I don't know if this thread is dead but...

I have some comments/suggestions because I am considering implementing something as well and if you want some help I'd be willing. My thought would be to model it on Perl's CPAN. A package should be a bare bones gzip of the source, a makefile, some unit tests, a way to identify depends, a readme and some kind of license identifier. A client side application (hopefully) (eventually) would be packaged with the various D compilers would provide a shell/command line system for saying:

dpm install <package>, it fetches the latest gzip, and proceeds to compile for the architecture that you are on. Installing it someplace local for you to import at a later time.

It would probably be nice if we could secure a 'contrib' namespace for this. So individuals would go and submit their work to some repository of packages, next time people run dpm it would let them know that a new package list is available and using these packages in your D programs becomes as simple as doing this:

dpm install some.package
<bunch of downloading/compiling/installing happens>

then in your project where you want to use this thing you add:

import contrib.some.package; and voila its done.
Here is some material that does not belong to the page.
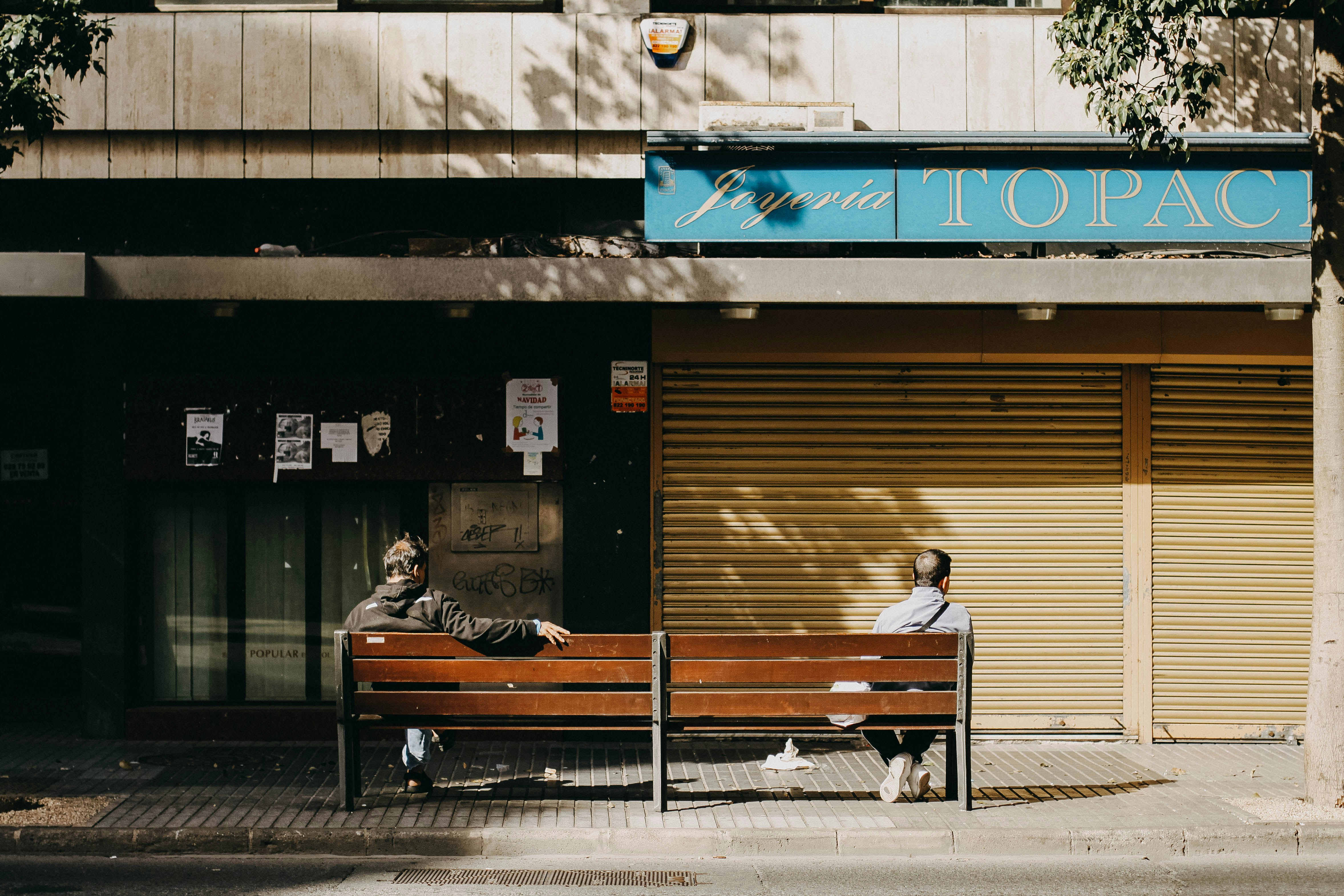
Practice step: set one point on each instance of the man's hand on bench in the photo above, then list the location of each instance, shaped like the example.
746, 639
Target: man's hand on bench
553, 633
What I like about this approach:
1) its simple/easy/there is already a working pattern that this can be modeled after 2) it actually helps different OSes maintainers create packages because you've already done a fair bit of work for them. 3) it could provide a community supported repository of D code, that encourages contribution and puts useful things in a single place making D development that much better of an experience. 4) its cross platform without having to really worry to much about it

Just some thoughts from a D newb who is really loving the language but wish I could just install user contributed modules from a repository and contribute back some of the things that I am working on.